For all the talk of the U.S. military’s pivot to the Pacific, it is Africa and the growing threat posed by Islamic militant groups there that now has the attention of the special operations community.
On Wednesday, Bristol relinquished command of Joint Special Operations Task Force-Trans Sahara, which is at the center of the military’s fight against extremist groups operating across the Sahel. Air Force Col. Kenneth G. Sipperly assumed command of the task force during a ceremony at Africa Command headquarters in Stuttgart.
“Africa is not the next ridgeline,” Bristol said in an interview before Wednesday’s ceremony. “It is where the enemy is going now.
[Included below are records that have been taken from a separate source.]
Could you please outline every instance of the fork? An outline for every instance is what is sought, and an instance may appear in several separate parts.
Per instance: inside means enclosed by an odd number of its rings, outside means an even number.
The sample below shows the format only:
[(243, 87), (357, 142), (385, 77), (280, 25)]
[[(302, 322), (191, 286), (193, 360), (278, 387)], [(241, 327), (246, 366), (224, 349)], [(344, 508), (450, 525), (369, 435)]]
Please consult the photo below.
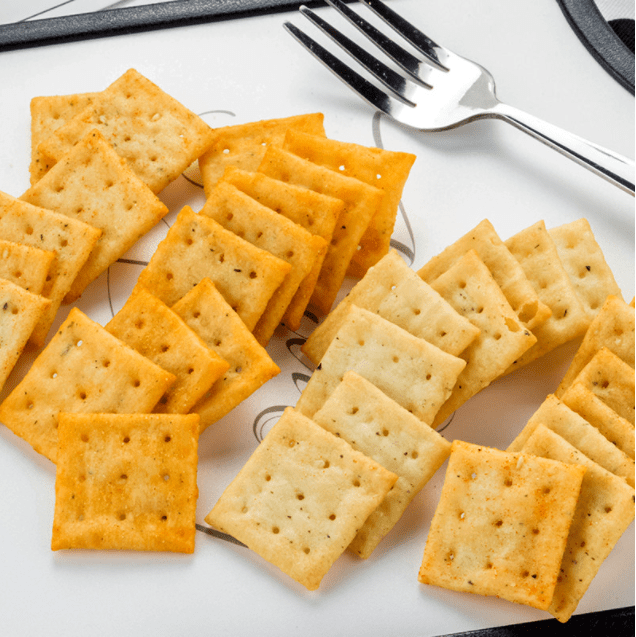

And we are going to do something about it.”
Rear Adm. Brian Losey, commander of Special Operations Command Africa, which oversees the Trans Sahara task force, credited Bristol with shepherding the understaffed task force through a tumultuous year, dealing with “a number of crises that didn’t quite hit the press,” suggesting not all were as high-profile as the situation in Mali that sparked a French intervention.
Over the past two years, AFRICOM has been steadily building up its forces to deal with emerging terror threats in the Horn of Africa, Libya, Algeria, Nigeria and Mali.
A Special Purpose Marine Air Ground Task Force, tailored for crisis response missions, is slated to join the command, and, last week, AFRICOM commander Gen. Carter Ham said there also are plans to strategically position other operators at separate locations on the continent.
AFRICOM’s task force in the Sahara has two jobs, Bristol said: countering violent extremist groups and building the capabilities of regional militaries to provide for their own security.
“I think special operations is always a good answer,” Bristol said in the interview. “SOF provides a small footprint and a big bang for the buck. With a small number of people you can get a look at where a country is headed.”
At the ceremony, Sipperly said he would press forward with the task force’s efforts to build up the fighting capabilities of African militaries.
“We will not fail the customer,” Sipperly said.
Bristol, who was in Mauritania just a few days ago as AFRICOM wrapped up its annual Flintlock exercise with some 1,000 troops from 18 nations, said such training efforts are key to countering extremist groups.
African forces “will be on their way to Mali and other places,” Bristol said.
Bristol spent 18 of his 38 years in the Marines overseas, including more than 60 months in combat, with tours in Afghanistan, Iraq, Bosnia and Somalia. Perhaps best known within the Marine Corps for creating its martial arts training program, Bristol has spent much of his time working alongside special operators.
“It’s just starting and it is hard work,” Bristol said of the fight against extremists in Africa. “This time they think they can rest in ungoverned spaces. We can’t let them.”